During the 1960’s and later, Franklin became increasingly involved in business, primarily focusing on importing foreign cars to the U.S. Throughout his life he was an accomplished, experienced and enthusiastic sailor who loved the sea. He also had a love for the land and farming, successfully raising pure bred cattle and horses on his farm in Dutchess County, New York.
He passed away in Poughkeepsie, New York on his 74th birthday in 1988.
John (13 March 1916 - 27 April 1981)
The youngest of the Roosevelt Children, John Roosevelt was born on March 13, 1916 in Washington, D.C. He was educated at Groton and Harvard University. During the Second World War, he served in the Navy aboard the USS Wasp, an aircraft carrier in the Pacific theater.

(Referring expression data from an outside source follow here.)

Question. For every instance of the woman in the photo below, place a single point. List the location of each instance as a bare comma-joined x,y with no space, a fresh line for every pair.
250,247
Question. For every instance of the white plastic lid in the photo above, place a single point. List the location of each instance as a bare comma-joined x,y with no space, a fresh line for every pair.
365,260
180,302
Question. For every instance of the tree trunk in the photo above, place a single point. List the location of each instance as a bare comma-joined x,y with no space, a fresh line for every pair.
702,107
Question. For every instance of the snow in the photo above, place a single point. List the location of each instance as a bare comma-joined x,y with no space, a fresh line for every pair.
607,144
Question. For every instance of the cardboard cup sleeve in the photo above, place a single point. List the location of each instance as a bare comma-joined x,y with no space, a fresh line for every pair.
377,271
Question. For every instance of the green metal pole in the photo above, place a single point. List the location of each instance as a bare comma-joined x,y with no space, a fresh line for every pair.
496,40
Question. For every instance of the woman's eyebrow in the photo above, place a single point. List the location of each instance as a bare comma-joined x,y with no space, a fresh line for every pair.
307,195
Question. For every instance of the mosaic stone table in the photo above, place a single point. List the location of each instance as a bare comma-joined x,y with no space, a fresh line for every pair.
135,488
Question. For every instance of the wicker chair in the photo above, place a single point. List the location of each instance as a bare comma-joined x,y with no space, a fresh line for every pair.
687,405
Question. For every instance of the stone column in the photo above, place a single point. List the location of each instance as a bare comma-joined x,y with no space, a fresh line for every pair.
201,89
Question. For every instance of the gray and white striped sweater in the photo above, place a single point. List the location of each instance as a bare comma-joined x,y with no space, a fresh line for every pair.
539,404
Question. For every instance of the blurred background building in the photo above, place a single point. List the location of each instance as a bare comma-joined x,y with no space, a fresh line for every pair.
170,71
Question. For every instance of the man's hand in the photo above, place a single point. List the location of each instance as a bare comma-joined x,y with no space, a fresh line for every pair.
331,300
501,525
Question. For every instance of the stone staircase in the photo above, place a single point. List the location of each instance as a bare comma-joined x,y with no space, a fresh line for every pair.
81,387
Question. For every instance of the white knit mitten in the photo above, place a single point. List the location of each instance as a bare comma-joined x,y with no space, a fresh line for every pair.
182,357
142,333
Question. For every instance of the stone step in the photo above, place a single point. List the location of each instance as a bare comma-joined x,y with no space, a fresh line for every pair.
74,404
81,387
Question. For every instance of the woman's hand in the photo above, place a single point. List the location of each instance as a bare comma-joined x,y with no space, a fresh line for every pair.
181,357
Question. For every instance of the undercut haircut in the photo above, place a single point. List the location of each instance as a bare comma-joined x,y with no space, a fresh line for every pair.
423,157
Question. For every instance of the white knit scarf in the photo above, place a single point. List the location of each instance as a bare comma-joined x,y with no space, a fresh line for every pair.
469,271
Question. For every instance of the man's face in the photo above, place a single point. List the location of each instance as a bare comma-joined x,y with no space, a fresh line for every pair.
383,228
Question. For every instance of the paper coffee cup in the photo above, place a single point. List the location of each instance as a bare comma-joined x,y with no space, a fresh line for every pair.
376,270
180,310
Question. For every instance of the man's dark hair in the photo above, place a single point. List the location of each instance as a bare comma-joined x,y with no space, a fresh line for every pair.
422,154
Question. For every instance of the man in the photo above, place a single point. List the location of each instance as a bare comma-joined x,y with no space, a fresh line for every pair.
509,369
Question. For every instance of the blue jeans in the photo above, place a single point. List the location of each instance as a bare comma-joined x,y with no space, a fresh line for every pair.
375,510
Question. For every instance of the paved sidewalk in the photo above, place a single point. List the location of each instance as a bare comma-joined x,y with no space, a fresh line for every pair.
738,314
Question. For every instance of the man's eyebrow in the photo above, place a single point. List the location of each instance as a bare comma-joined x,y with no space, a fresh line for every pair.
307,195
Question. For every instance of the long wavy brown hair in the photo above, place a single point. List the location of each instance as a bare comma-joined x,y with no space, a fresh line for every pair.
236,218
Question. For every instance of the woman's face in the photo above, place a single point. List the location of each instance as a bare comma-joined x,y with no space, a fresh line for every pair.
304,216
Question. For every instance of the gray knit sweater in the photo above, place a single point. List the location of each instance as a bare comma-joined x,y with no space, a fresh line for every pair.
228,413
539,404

After leaving active service in the Navy, John owned a Los Angeles department store. His business acumen extended to the investment company Regency Fund, and as head of Universal Products, Inc. He then joined the firm of Bache, Halsey, Stuart, Shields & Company, where he served as a senior vice president until his retirement in 1980. He was also active in many non-profit activities, including the National Foundation for Infantile Paralysis (which his father had helped to create), the Greater New York Council of the Boy Scouts of America, and as a trustee of the State University system of New York.
Unlike his brothers, John never ran for elected office, preferring to help the political careers of others. He lent his support to the Presidential campaigns of Dwight Eisenhower, Richard Nixon, and Ronald Reagan, as well as the gubernatorial campaign of Nelson Rockefeller, and the Senatorial campaign of Jacob Javits. He died of heart failure on April 27, 1981, in New York City.